Error Rate Balance and Error Analysis
Error rate balance and error analysis involve comparing false positive and false negative rates across subpopulations to identify bias. For example, a chi-square test can compare these rates by gender, and a statistically significant result indicates bias in the model’s predictions. Understanding the patterns of errors helps in improving the machine learning pipeline. Reviewing errors with diverse stakeholders provides context on why specific types of errors occur and their impact, guiding adjustments like upsampling or downsampling rates in training data or creating different models for subpopulations.
Algorithmovigilance
The concept of algorithmovigilance emphasizes the continuous evaluation and monitoring of algorithms for adverse effects and bias. This involves incorporating known methods for identifying and mitigating algorithmic bias into machine learning pipelines and participating in ongoing development of new methods.

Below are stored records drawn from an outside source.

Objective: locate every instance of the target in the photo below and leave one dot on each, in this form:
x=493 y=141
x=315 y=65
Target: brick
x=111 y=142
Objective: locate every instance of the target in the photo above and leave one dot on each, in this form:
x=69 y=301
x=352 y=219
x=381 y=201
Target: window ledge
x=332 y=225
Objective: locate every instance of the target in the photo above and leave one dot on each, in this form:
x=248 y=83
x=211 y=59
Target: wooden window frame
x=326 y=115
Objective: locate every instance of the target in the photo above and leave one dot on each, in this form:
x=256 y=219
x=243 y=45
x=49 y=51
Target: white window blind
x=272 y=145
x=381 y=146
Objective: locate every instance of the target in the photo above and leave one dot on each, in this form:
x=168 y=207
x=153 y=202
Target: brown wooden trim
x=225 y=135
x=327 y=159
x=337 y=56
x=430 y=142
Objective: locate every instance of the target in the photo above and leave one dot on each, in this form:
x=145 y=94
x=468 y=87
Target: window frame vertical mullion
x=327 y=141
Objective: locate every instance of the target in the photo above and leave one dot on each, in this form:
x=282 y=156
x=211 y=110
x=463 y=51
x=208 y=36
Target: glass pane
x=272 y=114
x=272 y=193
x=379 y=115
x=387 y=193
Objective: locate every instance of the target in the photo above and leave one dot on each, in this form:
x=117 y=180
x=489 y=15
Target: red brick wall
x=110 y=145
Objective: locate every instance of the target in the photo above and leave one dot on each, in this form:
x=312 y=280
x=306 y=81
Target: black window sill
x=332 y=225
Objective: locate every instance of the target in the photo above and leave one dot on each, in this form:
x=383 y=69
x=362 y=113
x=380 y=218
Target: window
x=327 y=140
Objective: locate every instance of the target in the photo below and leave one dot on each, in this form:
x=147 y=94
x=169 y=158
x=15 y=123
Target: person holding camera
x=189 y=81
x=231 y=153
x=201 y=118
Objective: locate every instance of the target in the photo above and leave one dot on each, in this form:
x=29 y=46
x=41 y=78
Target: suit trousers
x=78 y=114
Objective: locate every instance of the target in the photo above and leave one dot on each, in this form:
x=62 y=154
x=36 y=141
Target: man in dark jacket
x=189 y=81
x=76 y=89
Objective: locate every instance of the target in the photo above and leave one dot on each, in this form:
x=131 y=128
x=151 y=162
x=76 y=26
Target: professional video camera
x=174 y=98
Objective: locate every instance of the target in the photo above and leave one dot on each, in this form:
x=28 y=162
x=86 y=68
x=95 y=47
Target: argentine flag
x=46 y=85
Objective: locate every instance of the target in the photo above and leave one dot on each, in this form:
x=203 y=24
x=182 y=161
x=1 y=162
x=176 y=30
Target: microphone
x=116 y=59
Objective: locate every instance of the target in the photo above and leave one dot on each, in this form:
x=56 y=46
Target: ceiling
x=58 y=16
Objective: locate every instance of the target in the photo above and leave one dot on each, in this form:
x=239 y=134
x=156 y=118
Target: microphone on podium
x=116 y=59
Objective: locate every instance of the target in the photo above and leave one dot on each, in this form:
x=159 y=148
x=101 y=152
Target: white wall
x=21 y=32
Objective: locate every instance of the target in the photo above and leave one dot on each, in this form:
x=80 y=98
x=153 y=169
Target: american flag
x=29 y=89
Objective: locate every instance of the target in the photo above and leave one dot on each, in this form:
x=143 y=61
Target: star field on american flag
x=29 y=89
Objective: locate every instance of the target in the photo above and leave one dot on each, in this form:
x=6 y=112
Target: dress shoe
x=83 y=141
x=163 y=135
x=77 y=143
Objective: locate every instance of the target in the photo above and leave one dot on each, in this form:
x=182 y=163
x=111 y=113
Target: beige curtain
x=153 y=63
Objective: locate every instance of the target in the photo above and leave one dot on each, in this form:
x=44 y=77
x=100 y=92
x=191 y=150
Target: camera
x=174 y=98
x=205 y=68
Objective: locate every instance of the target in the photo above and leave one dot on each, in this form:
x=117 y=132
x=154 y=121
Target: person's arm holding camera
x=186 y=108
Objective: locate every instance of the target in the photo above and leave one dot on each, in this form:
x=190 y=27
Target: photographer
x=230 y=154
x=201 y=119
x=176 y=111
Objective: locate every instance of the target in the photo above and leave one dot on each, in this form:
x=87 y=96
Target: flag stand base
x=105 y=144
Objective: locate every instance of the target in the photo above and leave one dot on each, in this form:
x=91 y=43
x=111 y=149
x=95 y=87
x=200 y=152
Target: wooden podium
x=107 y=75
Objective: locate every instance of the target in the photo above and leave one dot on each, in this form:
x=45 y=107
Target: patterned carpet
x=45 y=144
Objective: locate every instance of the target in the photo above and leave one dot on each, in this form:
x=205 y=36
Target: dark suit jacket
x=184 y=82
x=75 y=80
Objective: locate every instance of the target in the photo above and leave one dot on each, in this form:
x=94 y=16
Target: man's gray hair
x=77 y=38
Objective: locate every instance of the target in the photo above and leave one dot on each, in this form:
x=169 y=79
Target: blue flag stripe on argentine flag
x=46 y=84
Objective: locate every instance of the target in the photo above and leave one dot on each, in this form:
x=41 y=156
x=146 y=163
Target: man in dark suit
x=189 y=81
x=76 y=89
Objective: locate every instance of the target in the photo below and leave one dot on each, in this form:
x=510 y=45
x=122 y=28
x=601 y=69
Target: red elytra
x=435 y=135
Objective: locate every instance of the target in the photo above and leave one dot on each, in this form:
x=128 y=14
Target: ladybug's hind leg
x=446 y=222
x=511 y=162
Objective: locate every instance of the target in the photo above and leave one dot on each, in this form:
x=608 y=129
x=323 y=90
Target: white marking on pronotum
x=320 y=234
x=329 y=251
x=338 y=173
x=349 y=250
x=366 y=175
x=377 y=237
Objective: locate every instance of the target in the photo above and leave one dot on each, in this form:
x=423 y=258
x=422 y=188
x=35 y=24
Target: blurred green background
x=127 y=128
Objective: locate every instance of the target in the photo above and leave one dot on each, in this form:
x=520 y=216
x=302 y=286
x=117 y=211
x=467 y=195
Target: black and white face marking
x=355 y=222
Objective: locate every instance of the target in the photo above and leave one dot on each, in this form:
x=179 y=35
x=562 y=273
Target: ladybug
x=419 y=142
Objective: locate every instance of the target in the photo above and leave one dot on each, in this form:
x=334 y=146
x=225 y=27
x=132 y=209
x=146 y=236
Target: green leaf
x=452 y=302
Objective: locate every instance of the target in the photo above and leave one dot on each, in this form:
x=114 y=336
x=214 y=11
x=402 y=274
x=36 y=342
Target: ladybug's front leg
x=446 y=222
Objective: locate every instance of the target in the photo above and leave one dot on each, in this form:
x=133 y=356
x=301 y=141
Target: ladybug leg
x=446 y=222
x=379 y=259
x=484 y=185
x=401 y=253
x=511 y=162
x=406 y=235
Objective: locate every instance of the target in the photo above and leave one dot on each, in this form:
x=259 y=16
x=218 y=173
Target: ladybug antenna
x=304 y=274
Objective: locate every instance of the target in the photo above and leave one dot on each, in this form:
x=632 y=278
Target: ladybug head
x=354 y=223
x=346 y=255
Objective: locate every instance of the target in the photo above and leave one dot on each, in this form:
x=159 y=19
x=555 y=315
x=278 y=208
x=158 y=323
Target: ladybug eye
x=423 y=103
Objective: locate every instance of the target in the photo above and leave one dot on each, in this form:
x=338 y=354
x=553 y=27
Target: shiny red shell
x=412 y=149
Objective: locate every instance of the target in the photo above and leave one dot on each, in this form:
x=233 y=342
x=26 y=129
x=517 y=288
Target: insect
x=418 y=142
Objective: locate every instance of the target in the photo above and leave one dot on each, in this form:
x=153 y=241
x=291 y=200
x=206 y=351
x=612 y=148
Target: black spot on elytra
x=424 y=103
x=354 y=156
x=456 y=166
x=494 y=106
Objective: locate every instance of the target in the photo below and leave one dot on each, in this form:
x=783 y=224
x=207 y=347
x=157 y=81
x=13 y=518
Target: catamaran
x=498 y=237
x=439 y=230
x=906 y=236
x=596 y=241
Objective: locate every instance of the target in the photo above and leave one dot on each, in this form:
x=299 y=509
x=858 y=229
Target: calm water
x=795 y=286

Regular assessments ensure models generate insights that maximize intended outcomes, such as reducing acute hospitalizations, while maintaining fairness across subgroups. Continuous monitoring prevents “bias drift” over time and ensures interventions benefit members at the highest levels of risk and need.
Collaborative Industry Efforts
Collaborative industry efforts are essential for addressing common challenges in reducing bias. Health insurers should share best practices and develop industry-wide standards for fair machine learning.
This collaboration can lead to unified guidelines, best practices, and analytics tools to combat bias, ensuring high-quality, equitable care for members. Additionally, collecting data on race, ethnicity, and language, despite ethical and regulatory challenges, can enhance bias audits. Establishing ethical principles and standards for data collection and use, guided by entities like America’s Health Insurance Plans or the NCQA, can provide clarity and protection.
Including Diverse Voices
Lastly, including diverse voices in the development of machine learning models is crucial. Collaborative efforts between data scientists, clinical experts, and individuals with lived experiences of systemic inequities reveal blind spots and improve model fairness. Diverse teams bring valuable perspectives that help promote health equity through predictive analytics.
By incorporating these comprehensive and collaborative approaches, health insurers can effectively address and reduce bias in their predictive models and business processes, ultimately leading to better outcomes and lower costs for their members.